Курт не обратил на это внимания.
— Там не отказываются от религии и не восстают против бога, но стараются объединить открытое и доказанное наукой с тем, что гласит священное писание и наше собственное сердце. Ну хотя бы тот же самый Гассенди, изумительный, непревзойденный француз! Он не отрицает Галилея и не отбрасывает Коперника. Он не может так поступить, ибо этого не допускает его ясный ум. И все же он приемлет систему Тихо де Браге, ибо ведь и в библии ясно сказано, что солнце вращается вокруг земли, а не наоборот. Или взять божественного Картезия! Как бы он мог сомневаться в том, что господь создал вселенную. Но он не сомневается и в правоте науки, которая доказывает, из каких мельчайших частиц великий мастер сложил все сущее и какой порядок определил всему на земле и в небесном пространстве.
— Так ты, верно, теперь доктор философии или хотя им бакалавр?
Курт слегка замедлил шаг, подумал, затем почесал за ухом.
— Видишь ли, дядя, это не так-то просто. В университете еще жива старая закваска. Не полет свободного духа они признают, а только пожелтевшие пергаменты догутенберговских времен. За степенями и званиями гонятся только те, кто думает этим зарабатывать себе на хлеб. Не думай, дядя, что доктор умнее студента уже потому только, что студент есть только студент, а он доктор. У меня был один хороший друг, ему уже за пятьдесят, так в университете девяти профессорам из десяти он на диспутах затыкал рты. Поверь мне, что звание не спасает от глупости.

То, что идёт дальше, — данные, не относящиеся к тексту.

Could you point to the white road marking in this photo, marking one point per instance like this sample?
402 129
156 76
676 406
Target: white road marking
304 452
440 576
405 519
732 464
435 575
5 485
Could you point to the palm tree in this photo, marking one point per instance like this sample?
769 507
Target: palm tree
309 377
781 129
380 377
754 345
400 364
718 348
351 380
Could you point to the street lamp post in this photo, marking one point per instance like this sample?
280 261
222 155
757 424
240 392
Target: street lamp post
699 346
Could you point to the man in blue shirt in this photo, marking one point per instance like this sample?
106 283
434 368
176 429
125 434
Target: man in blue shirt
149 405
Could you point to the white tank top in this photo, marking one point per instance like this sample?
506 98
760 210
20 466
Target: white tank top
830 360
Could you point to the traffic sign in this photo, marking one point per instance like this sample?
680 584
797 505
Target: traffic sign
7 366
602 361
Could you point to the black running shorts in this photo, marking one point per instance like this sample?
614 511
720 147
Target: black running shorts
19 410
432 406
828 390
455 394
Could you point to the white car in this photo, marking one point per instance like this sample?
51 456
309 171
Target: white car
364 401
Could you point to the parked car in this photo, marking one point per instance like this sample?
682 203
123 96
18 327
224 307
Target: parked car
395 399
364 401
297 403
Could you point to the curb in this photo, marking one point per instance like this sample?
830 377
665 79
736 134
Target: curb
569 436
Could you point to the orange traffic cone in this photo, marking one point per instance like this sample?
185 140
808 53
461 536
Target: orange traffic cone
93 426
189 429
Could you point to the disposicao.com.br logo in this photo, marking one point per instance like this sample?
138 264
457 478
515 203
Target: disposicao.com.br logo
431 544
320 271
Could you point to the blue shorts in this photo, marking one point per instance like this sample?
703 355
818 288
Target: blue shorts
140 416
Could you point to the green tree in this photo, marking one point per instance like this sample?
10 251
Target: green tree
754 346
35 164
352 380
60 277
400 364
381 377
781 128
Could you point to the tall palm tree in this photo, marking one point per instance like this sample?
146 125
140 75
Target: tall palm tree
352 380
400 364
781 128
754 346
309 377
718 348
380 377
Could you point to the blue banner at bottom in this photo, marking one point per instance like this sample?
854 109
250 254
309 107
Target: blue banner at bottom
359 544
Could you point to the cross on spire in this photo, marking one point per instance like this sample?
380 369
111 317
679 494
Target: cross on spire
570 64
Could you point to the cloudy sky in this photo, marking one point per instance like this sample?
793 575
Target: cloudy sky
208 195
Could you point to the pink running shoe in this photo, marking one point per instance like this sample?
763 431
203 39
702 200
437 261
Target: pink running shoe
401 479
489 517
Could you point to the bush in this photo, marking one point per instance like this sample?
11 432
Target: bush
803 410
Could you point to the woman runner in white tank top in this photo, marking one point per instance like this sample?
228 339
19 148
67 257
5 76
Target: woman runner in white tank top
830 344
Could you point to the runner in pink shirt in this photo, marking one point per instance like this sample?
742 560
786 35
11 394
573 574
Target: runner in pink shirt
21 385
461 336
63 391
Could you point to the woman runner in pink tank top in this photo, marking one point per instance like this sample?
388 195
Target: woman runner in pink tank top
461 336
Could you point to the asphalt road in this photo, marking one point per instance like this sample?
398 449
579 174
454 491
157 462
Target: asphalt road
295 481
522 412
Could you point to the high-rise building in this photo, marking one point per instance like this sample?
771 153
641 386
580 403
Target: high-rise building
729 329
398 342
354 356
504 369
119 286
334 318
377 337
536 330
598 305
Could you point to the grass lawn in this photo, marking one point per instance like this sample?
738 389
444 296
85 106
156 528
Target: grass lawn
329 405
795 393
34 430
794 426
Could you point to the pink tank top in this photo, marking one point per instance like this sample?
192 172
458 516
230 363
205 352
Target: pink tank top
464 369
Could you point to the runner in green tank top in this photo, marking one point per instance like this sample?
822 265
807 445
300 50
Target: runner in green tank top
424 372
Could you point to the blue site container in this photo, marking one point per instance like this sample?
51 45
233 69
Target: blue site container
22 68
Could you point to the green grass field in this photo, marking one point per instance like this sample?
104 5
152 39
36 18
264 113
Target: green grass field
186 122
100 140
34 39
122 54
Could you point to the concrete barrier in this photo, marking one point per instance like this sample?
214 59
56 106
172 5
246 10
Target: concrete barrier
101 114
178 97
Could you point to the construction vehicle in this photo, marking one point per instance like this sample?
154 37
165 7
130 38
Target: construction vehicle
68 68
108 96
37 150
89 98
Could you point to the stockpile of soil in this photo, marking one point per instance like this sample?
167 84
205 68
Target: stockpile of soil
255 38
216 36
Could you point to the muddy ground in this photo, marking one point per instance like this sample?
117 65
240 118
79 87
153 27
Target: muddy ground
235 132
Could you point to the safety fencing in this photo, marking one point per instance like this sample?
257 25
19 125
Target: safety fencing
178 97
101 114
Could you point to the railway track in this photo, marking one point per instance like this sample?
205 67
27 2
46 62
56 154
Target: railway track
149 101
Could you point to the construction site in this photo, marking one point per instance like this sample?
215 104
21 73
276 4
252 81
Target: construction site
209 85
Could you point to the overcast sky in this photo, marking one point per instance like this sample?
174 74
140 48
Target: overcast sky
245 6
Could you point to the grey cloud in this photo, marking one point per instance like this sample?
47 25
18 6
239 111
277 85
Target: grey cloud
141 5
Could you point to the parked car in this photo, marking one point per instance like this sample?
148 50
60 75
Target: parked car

— Я мыслю точно так же. Кто стремится только к степеням и званиям, чем же он отличается от подмастерья, который хочет стать цеховым мастером только ради заработка? Наука не профессия и не средство наживы. Наука требует жертв и любит мучеников…
— Да… Таких, как Галилей и Джордано Бруно. Ей-богу, ты меня радуешь, дядя. А я думал, что ты будешь браниться из-за того, что я за эти десять лет ни в чем не преуспел… Поверь мне, я был не из самых ленивых в Виттенберге. Но ведь вселенная и жизнь так прекрасны!
— Да, конечно, мой мальчик. Если только мы сами не обезображиваем ее, будто вытаптывая цветник.
Голос барона звучал задумчиво. В старике проснулось что-то из давних воспоминаний. Ведь этот скрюченный седовласый старец тоже был когда-то молодым… Племянник пришел в настоящий восторг.
— Я свою не растоптал! Нет! Можешь мне поверить. Искусство меня всегда увлекало прочь от мумий — этих иссохших фолиантов, прочь от чердачного оконца моей студенческой кельи. Я не мог успокоиться. Я побывал в Париже, видел корнелевского «Сида» и мольеровского «Тартюфа». Читал «Симплициссимус» Гриммельсгаузена и «Потерянный рай» Мильтона. С престарелым другом, которому за пятьдесят, поехал в Рим, чтобы увидеть скульптуры Микеланджело, божественного Рафаэля и фрески Леонардо. Но что это все по сравнению с картинами нидерландцев! Тебе стоило бы посмотреть «Похищение дочерей Левкиппа» Рубенса. Какая сила, какие ноги — ну прямо как у медведицы!